We often think the biggest difference in worker groups is between blue-collar and white-collar, but it’s not. It is between generations.
In the ever-changing times that we live in, the notion of “collar” employees may be a distant thing to younger generations. With the laid-back nature of so many companies, you don’t even have to wear a collared shirt. Historically, there were large divides between the economic and social classes between the two types of workers. The times have changed and the demand for highly skilled laborers coupled with lower paying white-collar jobs has begun to blur the lines between the classes.
So how do people know where they fall? How do younger managers know how to motivate their employees based on the kind of work that they do? And is there really a difference between the characteristics, specifically regarding managing and motivating, of white-collar (professional) and blue-collar (trade) employees?
SURPRISE!!! Just like the lines blurred for the classes, the lines are blurred for motivation. And they aren’t blurred because of the class. They are blurred because of generational differences. Depending on who your employees are and the era they were raised in, they are motivated by different things. If you have Baby Boomers, they are typically workaholics and view money, title, promotion, and mass recognition coupled with respect, as the best rewards. In contrast, your Gen X and Y (aka Millennials) thrive on having work-life balance and want freedom to have shorter work weeks or more vacation time to offset working the long hours they put in. You have those employees that want to personally make a difference (X’ers) and those that want to know the company they are working for is making a difference (Millennials). Money is a common motivator for all 3 major generations, but it must be balanced with other factors to be effective.
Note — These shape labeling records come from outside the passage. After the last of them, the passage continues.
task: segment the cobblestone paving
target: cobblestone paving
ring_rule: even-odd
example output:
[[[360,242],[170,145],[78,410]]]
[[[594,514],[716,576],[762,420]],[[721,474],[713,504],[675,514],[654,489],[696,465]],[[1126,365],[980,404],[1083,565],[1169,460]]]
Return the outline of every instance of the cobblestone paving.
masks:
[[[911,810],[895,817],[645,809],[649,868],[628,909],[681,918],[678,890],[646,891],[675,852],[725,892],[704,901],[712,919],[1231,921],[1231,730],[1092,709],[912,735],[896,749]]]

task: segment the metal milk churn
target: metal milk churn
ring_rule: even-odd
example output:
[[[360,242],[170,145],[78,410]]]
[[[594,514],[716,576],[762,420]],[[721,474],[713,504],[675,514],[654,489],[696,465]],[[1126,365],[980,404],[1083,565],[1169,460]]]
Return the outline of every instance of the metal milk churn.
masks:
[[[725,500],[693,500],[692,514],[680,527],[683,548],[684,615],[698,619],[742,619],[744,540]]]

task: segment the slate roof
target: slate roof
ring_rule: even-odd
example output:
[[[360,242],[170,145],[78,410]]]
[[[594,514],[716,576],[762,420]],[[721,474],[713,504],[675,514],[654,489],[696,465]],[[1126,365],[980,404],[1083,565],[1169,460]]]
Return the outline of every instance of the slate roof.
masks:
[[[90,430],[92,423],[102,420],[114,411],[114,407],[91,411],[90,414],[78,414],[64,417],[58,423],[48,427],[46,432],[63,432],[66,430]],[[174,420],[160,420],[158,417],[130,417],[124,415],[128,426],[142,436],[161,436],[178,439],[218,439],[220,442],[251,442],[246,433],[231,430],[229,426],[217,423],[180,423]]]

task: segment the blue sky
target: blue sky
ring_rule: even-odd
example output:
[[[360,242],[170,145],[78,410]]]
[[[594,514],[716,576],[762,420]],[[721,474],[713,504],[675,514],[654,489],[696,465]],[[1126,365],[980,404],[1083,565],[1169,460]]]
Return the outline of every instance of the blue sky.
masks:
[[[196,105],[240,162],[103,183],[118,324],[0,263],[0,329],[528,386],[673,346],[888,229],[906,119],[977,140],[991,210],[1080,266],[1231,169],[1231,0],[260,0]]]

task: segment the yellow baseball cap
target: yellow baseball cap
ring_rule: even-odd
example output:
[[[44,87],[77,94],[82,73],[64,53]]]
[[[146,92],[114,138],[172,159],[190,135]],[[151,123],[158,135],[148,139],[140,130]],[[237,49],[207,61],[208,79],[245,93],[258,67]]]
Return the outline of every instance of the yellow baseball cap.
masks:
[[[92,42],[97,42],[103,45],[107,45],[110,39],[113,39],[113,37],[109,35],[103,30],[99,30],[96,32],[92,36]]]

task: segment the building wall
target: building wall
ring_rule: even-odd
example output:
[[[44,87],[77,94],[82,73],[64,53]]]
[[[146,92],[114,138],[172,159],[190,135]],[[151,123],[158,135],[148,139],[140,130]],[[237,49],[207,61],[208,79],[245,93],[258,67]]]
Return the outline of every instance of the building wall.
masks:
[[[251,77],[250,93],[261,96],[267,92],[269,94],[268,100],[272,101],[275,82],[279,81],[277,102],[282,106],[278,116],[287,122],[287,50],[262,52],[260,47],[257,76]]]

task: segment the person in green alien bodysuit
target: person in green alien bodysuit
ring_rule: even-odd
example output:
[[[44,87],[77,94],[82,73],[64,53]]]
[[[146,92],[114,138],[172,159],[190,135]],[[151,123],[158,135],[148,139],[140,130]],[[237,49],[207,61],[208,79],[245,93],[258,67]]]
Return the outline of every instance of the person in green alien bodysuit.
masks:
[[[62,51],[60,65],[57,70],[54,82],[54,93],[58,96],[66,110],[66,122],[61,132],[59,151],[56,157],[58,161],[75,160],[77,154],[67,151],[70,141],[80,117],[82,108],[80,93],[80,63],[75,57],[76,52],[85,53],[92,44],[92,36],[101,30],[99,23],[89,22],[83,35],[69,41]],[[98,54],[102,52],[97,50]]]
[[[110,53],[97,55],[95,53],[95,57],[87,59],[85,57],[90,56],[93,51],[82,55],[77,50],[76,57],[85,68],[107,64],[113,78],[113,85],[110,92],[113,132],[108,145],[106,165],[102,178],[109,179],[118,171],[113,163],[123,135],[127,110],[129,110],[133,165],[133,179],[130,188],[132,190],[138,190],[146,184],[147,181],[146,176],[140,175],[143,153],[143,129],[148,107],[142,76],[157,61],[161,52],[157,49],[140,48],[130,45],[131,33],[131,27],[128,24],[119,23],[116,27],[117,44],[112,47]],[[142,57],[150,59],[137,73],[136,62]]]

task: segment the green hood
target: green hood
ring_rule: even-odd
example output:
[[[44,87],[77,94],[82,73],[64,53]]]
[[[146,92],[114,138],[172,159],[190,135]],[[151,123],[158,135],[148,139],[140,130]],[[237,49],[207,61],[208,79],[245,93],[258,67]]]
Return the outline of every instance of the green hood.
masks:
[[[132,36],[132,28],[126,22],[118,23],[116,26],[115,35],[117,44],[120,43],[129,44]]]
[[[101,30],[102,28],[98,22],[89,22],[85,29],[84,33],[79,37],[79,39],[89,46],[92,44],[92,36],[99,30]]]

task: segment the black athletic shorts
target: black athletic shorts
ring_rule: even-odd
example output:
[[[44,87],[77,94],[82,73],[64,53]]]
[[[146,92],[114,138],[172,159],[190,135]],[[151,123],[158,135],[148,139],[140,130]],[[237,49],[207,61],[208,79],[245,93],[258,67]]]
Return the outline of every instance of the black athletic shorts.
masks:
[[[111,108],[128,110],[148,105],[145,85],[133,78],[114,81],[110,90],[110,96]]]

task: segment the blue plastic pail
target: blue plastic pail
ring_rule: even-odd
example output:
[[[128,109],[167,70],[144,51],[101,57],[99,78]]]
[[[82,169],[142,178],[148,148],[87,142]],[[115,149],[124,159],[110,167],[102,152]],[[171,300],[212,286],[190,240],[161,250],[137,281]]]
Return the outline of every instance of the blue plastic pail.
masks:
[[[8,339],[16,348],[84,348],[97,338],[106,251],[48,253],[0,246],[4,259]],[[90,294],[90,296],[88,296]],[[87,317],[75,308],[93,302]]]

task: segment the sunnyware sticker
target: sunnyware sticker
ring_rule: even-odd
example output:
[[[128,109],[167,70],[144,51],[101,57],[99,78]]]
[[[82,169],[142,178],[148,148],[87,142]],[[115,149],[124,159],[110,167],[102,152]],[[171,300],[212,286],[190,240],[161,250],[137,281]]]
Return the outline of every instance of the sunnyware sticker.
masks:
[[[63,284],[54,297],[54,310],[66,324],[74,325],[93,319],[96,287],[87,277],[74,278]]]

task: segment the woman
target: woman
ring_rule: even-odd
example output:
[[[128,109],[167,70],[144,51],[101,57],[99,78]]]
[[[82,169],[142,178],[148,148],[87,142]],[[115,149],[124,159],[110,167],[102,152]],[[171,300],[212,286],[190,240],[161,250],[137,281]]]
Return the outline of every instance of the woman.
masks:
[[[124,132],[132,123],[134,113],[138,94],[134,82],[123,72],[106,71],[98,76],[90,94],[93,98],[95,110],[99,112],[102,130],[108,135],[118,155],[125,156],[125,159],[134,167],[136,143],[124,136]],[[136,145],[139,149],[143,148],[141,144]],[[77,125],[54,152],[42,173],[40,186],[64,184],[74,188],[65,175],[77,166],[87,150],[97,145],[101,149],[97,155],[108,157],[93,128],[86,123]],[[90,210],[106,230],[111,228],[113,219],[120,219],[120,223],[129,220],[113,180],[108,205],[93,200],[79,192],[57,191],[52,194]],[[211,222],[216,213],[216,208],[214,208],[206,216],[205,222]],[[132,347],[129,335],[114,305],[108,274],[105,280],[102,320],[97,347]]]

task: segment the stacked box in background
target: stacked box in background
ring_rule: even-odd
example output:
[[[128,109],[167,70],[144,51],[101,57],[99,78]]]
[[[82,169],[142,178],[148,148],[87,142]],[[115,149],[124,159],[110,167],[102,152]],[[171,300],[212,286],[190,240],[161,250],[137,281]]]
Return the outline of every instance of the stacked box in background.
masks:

So what does this mean? Does this mean I just gave you the perfect blueprint and you should manage all your people purely based on their birth year? NOPE! These are just guidelines and trends that have been noticed. Take this information and do the best thing you can do as a manager…TALK TO YOUR PEOPLE! Find out what motivates them. Here’s an exercise to better understand your employees’ values. Give each employee a list of 5 things and have them rate them each in importance. Afterward, have an in-depth conversation about what their ranking means to them. With the ease of email, text messages, instant messages, and all other types of “non-personal personal” communication, we forget the importance of just talking to our people. It doesn’t matter if you manage blue-collar, white-collar, or no-collar employees. You are managing PEOPLE and the bottom line is that we all want to feel important. The key is to find out what their definition of feeling important is!